Patients and method. The study included 10 randomly selected patients with odontogenic cervical soft tissue infections, who received antibiotic treatment prescribed by the family doctor or the dentist. The bacterial flora involved in the development of the septic process, the type of antibiotic administered to the patient and the sensitivity of the identified bacterial flora to the administered antibiotic were determined.
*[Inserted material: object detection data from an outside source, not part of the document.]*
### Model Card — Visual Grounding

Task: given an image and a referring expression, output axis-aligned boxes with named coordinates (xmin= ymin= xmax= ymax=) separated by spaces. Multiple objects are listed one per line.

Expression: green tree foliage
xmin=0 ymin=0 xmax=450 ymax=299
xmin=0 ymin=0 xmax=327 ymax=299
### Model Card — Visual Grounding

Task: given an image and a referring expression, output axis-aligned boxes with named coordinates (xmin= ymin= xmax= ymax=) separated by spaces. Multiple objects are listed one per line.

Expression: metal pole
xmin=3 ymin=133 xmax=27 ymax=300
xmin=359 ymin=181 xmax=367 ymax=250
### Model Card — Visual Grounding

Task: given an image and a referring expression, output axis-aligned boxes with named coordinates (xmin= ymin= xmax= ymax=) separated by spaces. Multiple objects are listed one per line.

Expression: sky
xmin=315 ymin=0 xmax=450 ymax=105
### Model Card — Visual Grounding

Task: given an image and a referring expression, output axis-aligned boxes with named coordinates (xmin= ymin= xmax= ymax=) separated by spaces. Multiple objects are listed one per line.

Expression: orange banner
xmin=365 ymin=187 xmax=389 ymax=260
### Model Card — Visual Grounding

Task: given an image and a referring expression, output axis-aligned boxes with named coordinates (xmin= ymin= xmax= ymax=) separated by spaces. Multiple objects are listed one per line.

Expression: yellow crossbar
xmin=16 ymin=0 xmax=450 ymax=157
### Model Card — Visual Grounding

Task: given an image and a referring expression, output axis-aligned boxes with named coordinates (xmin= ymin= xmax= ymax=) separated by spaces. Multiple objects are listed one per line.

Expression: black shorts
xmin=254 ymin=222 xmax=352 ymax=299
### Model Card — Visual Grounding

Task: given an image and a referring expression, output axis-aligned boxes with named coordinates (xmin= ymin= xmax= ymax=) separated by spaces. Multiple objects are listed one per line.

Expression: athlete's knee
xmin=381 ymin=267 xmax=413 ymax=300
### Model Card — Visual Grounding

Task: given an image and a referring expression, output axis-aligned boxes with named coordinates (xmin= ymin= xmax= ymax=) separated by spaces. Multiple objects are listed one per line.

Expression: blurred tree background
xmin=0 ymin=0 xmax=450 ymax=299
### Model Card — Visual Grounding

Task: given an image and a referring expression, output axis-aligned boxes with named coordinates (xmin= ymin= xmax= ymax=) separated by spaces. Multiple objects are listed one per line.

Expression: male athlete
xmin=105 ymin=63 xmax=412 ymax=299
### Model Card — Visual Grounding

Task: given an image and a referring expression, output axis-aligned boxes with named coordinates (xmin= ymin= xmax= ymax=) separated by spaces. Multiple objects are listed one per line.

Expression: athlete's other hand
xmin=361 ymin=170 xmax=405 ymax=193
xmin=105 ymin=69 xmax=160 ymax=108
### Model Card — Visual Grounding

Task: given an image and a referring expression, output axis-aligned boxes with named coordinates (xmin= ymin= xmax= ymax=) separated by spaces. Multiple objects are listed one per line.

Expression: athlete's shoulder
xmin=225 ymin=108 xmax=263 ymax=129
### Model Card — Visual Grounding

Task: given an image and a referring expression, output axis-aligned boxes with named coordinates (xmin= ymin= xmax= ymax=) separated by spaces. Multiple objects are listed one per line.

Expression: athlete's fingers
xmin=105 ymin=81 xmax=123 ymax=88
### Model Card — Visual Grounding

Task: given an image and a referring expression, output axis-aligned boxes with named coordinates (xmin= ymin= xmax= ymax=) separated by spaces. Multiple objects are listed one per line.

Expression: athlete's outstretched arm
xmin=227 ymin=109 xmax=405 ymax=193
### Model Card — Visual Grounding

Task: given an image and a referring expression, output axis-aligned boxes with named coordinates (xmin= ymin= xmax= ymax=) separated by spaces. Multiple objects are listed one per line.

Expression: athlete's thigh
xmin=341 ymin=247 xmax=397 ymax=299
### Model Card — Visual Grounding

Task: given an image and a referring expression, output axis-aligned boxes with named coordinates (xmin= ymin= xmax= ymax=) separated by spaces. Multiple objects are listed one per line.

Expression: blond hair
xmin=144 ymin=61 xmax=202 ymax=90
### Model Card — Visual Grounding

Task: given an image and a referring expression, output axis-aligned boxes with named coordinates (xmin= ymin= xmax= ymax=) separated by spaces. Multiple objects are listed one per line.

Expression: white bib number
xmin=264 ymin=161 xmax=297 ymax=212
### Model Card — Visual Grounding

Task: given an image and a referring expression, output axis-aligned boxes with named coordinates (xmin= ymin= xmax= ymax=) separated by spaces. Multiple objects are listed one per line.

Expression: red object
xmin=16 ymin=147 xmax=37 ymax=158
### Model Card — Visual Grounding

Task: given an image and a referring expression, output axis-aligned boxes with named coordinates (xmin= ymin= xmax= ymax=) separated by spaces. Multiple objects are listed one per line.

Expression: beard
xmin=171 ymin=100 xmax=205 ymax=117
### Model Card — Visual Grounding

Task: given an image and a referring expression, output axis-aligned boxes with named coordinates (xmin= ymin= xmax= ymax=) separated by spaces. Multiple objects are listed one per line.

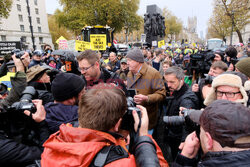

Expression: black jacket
xmin=172 ymin=150 xmax=250 ymax=167
xmin=0 ymin=121 xmax=49 ymax=167
xmin=84 ymin=68 xmax=128 ymax=95
xmin=166 ymin=84 xmax=199 ymax=139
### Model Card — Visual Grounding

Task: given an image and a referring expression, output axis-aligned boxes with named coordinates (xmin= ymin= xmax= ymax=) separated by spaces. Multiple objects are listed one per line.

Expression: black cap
xmin=51 ymin=72 xmax=86 ymax=101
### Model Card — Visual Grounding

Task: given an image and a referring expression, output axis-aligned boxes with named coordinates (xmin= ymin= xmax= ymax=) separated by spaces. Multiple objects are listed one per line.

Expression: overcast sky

Results. In the 10 selected patients, 14 bacterial strains were detected; 7 patients had a single bacterial strain, and 3 patients had two or three types of bacteria. Of the administered antibiotics, amoxicillin was the most widely used (33.3% of the cases), followed by amoxicillin with beta-lactamase inhibitors (25% of the cases). In half of the patients, there was no sensitivity of the bacteria detected in the septic focus to the empirically administered antibiotic, and in 10% of the cases, partial sensitivity was evidenced.
Conclusions. Empirical administration of antibiotics without the association of surgery did not prove to be effective in the treatment of cervical infections of odontogenic origin.